Results are mixed; you could have an album like Angles, by The Strokes, a band I love, but feel owed an apology to for this particular release. And on the flipside there’s No Doubt’s Tragic Kingdom and The White Stripe’s Elephant: amazing records that strengthen their respective catalogs.
I’m happy to say that Matt and Kim’s fourth album, Lightning, leans towards the latter. With their current release, Matt and Kim experiment with New Wave synths while maintaining their crazy energy and banter-filled lyrics.
After Sidewalks was bursting with hip-hop beats, I was expecting there to be more on their follow-up. But Lightning is scarce with it—they’re still staggered throughout, just not as saturated (most notably are the tracks “It’s Alright” and “I wonder”).

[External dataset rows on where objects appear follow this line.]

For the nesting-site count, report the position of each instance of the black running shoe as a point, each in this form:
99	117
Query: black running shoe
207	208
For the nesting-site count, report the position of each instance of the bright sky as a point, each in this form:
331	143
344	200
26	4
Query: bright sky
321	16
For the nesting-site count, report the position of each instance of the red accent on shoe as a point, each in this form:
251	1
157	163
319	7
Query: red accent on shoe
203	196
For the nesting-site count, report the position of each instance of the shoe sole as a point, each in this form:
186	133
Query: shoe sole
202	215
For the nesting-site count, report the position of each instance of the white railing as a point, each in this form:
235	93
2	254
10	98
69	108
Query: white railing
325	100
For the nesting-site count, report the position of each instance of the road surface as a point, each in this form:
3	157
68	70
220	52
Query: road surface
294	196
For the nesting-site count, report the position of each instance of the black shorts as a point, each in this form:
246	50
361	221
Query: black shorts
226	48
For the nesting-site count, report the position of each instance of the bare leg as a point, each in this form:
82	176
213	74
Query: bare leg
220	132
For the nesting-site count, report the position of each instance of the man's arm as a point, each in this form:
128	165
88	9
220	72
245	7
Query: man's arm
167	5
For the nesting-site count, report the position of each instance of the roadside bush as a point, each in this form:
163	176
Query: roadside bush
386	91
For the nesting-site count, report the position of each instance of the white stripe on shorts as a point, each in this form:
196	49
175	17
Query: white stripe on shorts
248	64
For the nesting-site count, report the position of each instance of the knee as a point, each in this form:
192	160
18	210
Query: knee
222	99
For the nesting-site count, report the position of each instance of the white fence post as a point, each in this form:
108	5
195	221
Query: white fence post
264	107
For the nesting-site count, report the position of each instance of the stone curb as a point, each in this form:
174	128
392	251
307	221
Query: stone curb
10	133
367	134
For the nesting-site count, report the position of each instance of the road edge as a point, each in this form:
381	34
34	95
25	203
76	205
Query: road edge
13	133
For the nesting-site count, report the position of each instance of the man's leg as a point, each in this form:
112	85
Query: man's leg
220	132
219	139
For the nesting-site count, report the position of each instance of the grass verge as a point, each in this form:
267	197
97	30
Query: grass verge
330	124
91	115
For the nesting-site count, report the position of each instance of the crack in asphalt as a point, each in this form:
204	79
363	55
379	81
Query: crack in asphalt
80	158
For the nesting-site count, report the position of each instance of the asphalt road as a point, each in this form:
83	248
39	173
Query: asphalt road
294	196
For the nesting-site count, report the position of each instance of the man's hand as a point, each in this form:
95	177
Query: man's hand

“Overexposed,” is definitely the most pop song on the album, and “Now” is the song that one second takes you in the Delorean to the 80s, Aqua Net hair and legwarmers, only to bring you back to the present for a punk chants.
Overall, the thing that strikes the most is that they sound like Matt and Kim; within the whole album, there are their classic two-line lyrics, that are simple, illustrative, and deep (“Your watch is the same/But times have changed,” – from the song “Not That Bad”). Matt and Kim delve into several genres, but at their core they’re still the same dance-punk duo that makes you want to jump up and shout the lyrics along. Their video for “Let’s Go,” oozes this fact. Have you tried quietly sitting still while listening to their music? It’s fucking hard, if it’s at all feasible. Note: Matt and Kim have had music videos where people spontaneously show up and start dancing, and it seems completely natural.
And this is what is brilliant about their new album; that this pair from Brooklyn can bring new and old styles to their repertoire and it will still strike you in the face like a bolt of lightning.